The physical ‘strengthening’ between neurons involved in a memory occurs at the junction between two neurons called a synapse. The synapse is the site where one neuron passes on a signal to another, and during memory formation, these connections are altered to make it easier for that particular neuron to definitely get its signal passed on. In sleep, it is thought the short, less synchronous activity your brain experiences during REM sleep allows the strengthening of individual synapses whereas the ‘slow wave’ activity of NREM sleep permits memory consolidation on a more ‘brain-wide’ basis across the different networks in the brain; enhancing connections between many cells representing regions involved in an experience such as smell and emotion. One of the main ways this synaptic strengthening happens is by your brain ‘replaying’ the sequence of events over and over again, and slow wave sleep is believed to reactivate the brain region vital for generating long-term memories; the hippocampus. This activity not only allows the replay of the days experience to solidly that memory trace but also eventually relocates the memory away from the hippocampus into a more permanent, stable home – the neocortex. Once a memory is in the neocortex, it no longer needs the hippocampus to be activated but instead, can easily be triggered by one stimulus (aka. that lovely suncream).

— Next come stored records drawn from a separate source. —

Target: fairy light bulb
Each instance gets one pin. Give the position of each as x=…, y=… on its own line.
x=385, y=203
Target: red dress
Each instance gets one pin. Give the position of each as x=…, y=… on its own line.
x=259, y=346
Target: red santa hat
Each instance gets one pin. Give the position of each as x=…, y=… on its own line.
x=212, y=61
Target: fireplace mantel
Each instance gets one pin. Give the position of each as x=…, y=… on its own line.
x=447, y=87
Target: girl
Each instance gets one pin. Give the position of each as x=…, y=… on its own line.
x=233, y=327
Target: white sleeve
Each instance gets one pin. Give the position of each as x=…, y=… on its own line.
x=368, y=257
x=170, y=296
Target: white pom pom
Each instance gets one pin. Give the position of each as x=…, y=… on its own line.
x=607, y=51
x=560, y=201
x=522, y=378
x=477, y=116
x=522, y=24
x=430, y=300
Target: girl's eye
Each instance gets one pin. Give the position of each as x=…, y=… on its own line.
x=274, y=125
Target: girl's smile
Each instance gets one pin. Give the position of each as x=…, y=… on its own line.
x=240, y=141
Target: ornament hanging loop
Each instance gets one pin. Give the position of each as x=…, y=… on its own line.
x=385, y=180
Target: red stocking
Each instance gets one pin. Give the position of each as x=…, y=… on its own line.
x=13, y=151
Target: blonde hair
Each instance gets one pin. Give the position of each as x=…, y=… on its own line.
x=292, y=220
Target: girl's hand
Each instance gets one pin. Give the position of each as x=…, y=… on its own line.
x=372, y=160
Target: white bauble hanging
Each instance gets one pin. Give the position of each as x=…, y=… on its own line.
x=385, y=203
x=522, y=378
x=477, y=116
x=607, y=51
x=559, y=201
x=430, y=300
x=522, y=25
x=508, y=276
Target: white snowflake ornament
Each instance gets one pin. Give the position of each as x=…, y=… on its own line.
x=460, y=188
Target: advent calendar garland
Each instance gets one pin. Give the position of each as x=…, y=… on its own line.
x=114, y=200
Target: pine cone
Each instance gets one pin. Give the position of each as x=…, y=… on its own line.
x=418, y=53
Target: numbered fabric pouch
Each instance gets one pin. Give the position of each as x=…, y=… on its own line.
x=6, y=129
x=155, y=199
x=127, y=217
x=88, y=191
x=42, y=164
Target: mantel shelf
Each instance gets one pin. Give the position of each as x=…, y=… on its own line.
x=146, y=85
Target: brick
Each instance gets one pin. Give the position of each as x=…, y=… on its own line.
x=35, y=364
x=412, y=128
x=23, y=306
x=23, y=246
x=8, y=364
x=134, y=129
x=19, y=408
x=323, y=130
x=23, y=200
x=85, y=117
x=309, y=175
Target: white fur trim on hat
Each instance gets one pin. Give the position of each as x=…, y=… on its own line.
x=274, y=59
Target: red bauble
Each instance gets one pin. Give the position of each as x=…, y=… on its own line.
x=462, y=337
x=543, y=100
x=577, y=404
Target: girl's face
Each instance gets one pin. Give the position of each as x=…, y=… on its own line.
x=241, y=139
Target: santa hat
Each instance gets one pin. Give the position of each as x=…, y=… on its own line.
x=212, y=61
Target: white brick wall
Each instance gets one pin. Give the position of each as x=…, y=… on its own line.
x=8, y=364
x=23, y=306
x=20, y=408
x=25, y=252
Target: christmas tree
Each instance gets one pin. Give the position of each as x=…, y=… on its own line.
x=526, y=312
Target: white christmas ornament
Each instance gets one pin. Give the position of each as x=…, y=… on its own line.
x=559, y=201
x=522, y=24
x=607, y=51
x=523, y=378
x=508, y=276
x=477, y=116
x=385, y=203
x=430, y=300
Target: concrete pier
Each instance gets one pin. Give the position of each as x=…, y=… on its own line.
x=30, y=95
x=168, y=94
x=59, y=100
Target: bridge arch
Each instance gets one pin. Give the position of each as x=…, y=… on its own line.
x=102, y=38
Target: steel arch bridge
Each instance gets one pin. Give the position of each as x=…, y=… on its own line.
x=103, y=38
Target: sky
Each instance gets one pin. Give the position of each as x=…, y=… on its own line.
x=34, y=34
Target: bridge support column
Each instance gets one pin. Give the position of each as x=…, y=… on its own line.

Studies on the sleep-memory area of neuroscience have revealed a variety of positive relationships, with reviews reporting no links between sleep & forgetting. For example, it has been shown that if you sleep soon after of learning new motor skill rather than ‘pushing through’, you a more likely to retain the new sequence. Also, if a reward is offered for post-sleep performance, individuals consolidate the information better, suggesting motivating actions enhance the memory process during slumber. Beyond the role of sleep in learning what you have done the previous day, exposing your brain to stimuli during sleep can also improve your memory! This process is called ’Targeted Memory Reactivation’ and experimentally, it involves a learning task during the day, with individuals exposed to a stimulus like an odour during the task. Once sleeping, if that individual is exposed to the odour, they are much more likely to remember the information from the task the previous day. Research suggests this mechanism induces activation of the hippocampus and potentially reactivates the memory trace the smell is associated with. So even when you think your brain is offline, you are still capable of learning!
Sleep and memory are two processes which are strongly linked and the benefits sleep provides for retaining information are second to none. Maybe a new way we should learn is to add smell’s to our study routine and get an automatic air freshener to release the scent during our sleep. What do you think?! Regardless, you need sleep to master your memory – so don’t pull an all-nighter before your exams!